Oui. Je m'y suis mis et ça s'est bien passé. Je dois dire que j'avais pas mal de préjugés sur l'Allemagne. Ce n'est plus le cas.
Comment le club gère-t-il la diversité linguistique de l'effectif ?
Avec une excellente organisation. Chaque joueur étranger a son professeur d'allemand attitré. L'entraîneur adjoint parle français. Et dans ce pays, tout le monde parle anglais, beaucoup plus et beaucoup mieux qu'en France. Tous les joueurs arrivent donc à se comprendre sans problème.
Hoffenheim a poursuivi sur sa lancée, puisque le club est en tête de la Bundesliga après deux journées. Es-tu surpris ?
Oui. Cela doit bien faire rigoler les gens. Nous-mêmes, nous nous étonnons ! Mais seulement à moitié. On est conscients de nos qualités. Il y a dans l'effectif deux ou trois Brésiliens à la hauteur de la réputation des Brésiliens. Et, alors que je suis toujours parmi les meilleurs aux tests de vitesse, je ne suis que dans le milieu du classement cette saison. C'est dire la densité physique de l'équipe.
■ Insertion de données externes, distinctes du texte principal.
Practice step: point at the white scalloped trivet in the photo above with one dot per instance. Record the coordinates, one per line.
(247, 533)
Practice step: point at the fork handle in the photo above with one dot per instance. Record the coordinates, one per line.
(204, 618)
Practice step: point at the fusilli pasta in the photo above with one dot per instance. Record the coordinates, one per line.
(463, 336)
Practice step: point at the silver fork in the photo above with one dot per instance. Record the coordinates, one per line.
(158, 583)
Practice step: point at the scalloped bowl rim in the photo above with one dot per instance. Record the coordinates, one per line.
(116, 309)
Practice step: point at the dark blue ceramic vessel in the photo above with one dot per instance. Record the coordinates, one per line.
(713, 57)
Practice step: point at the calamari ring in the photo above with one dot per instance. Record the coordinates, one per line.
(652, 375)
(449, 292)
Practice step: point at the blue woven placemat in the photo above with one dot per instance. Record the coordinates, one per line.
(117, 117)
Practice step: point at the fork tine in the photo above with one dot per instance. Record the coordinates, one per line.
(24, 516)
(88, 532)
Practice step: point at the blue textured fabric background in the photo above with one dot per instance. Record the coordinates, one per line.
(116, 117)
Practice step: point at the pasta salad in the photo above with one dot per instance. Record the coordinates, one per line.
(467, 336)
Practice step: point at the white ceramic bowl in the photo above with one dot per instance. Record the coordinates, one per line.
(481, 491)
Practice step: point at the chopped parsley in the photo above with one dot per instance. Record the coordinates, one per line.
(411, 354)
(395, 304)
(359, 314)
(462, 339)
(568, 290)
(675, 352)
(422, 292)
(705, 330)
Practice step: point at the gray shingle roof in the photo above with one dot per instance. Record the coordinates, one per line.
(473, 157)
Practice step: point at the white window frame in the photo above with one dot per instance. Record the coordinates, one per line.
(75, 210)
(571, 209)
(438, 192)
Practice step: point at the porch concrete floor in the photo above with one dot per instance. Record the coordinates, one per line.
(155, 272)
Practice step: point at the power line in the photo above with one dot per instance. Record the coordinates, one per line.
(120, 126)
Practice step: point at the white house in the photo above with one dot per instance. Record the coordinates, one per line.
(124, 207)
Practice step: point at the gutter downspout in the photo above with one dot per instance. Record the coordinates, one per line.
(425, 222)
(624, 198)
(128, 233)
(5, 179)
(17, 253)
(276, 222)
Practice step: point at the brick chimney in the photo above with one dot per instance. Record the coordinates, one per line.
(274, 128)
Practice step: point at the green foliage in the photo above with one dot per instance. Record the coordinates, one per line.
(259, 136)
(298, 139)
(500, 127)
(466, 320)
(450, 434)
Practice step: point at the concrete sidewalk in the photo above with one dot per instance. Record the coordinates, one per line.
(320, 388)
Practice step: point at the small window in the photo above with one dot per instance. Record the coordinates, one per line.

Sur le 30 mètres, tous les joueurs sont en dessous des 4 secondes.
Parmi tes coéquipiers, figure Vedad Ibisevic, un ancien du PSG qui n'a pas laissé un grand souvenir au Parc des Princes. Il occupe actuellement la tête du classement des buteurs de la Bundesliga. Comment expliques-tu cette métamorphose ?
Le contexte parisien n'est pas facile à digérer pour un jeune de 18 ans. Je pense qu'à l'époque Ibisevic n'a pas été entouré comme il aurait dû l'être. C'est difficile de résister aux tentations nocturnes et de ne pas se disperser dans ces conditions… Aujourd'hui, c'est notre homme providentiel, avec 3 buts sur les deux premières journées de Championnat, un triplé en match de préparation contre Kaiserslautern et encore un but en Coupe d'Allemagne…
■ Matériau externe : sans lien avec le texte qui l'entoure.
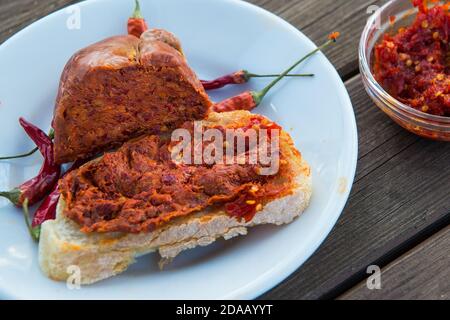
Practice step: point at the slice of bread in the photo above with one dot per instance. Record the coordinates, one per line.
(102, 255)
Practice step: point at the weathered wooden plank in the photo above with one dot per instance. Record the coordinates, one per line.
(401, 190)
(422, 273)
(317, 19)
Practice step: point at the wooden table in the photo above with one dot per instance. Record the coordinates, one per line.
(398, 213)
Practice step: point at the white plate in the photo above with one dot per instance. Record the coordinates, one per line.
(219, 37)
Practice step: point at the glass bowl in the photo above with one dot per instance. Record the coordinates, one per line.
(420, 123)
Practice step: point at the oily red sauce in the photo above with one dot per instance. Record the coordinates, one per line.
(414, 64)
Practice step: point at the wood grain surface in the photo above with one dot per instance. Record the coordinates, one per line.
(400, 200)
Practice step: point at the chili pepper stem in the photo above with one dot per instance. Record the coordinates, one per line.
(137, 14)
(253, 75)
(13, 195)
(23, 155)
(34, 232)
(259, 95)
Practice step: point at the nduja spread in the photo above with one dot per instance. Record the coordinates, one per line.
(123, 87)
(413, 65)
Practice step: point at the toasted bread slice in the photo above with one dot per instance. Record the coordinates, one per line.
(103, 255)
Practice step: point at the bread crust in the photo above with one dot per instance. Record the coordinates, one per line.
(103, 255)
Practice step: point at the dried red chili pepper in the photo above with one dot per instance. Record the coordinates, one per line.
(239, 77)
(38, 187)
(136, 23)
(47, 209)
(251, 99)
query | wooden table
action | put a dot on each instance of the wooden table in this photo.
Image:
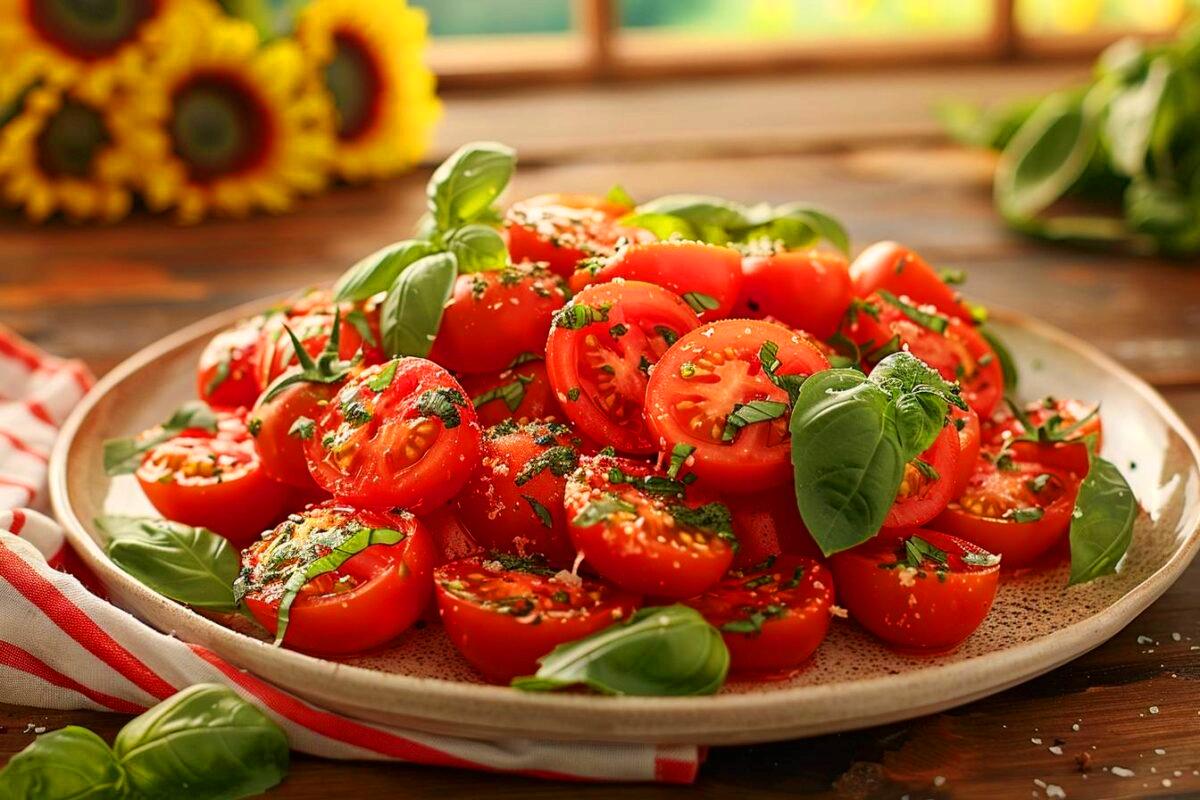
(869, 152)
Le contexte allemand serait-il plus favorable à l'épanouissement des jeunes joueurs ?
Je ne sais pas trop. Ce qui est certain, c'est que les Allemands sont bien plus professionnels que les Belges ou les Français.
Quels sont tes modèles ?
D'abord les purs buteurs ! Inzaghi, Trezeguet, Luca Toni… : tous ces joueurs capables de toujours faire le geste juste pour faire gagner leur équipe. Même si je n'ai pas du tout le style de jeu d'un «renard des surfaces» , je les admire.
L'exemple de Didier Drogba, passé comme toi des clubs de la région parisienne à l'élite européenne, te donne-t-il des idées ?
Oui. Ce qu'a réussi Didier Drogba me donne confiance et m'inspire. En plus, je suis un peu dans le même registre que lui sur le terrain. J'adore ce qu'il dit dans son livre. J'ai l'impression de me reconnaître complètement dans certains passages, d'être comme lui. Mon ambition étant de jouer un jour en Premier League, l'exemple de Drogba est vraiment marquant pour moi.
Qu'est-ce qu'il te manque encore pour être au niveau de ces modèles ?
Un peu de cet instinct, qui fait que tu es un «tueur» face au but. Je crois que ça vient avec l'expérience.
Tu as choisi de jouer pour le Sénégal, alors que tu as toujours vécu en France. Penses-tu un jour regretter ce choix ?
Non, jamais. C'est le choix du coeur et des racines. Si je devais le refaire, je le referais.
Le Sénégal se déplace en Algérie la semaine prochaine en éliminatoires CAN-Coupe du monde 2010. Un pronostic pour ce match ?
J'espère que les gars feront un gros match et que le Sénégal se qualifiera pour la Coupe du monde. Je ne crois pas que je serai en Algérie, je n'ai reçu aucune convocation, mais je serai de tout coeur avec les Lions !
Hoffenheim est le club d'un village de 3000 habitants. Mais il est dirigé par le milliardaire Dietmar Hopp. Peux-tu nous en dire plus sur ce personnage ?
Il est à l'image du club : c'est la discrétion même. Tout le contraire d'Abramovitch, quoi ! Je ne l'ai jamais vu intervenir dans le sportif. On le voit très peu, mais c'est un authentique passionné. Avec lui, on peut aller loin.
Né à Sèvres en 1985, Demba Ba a dû passer par la Belgique et l'Excelsior Mouscron pour lancer sa carrière professionnelle. Monté en Bundesliga avec Hoffenheim, il ne compte pas s'arrêter en si bon chemin. International sénégalais depuis 2007, il ambitonne de jouer un jour en Premier League.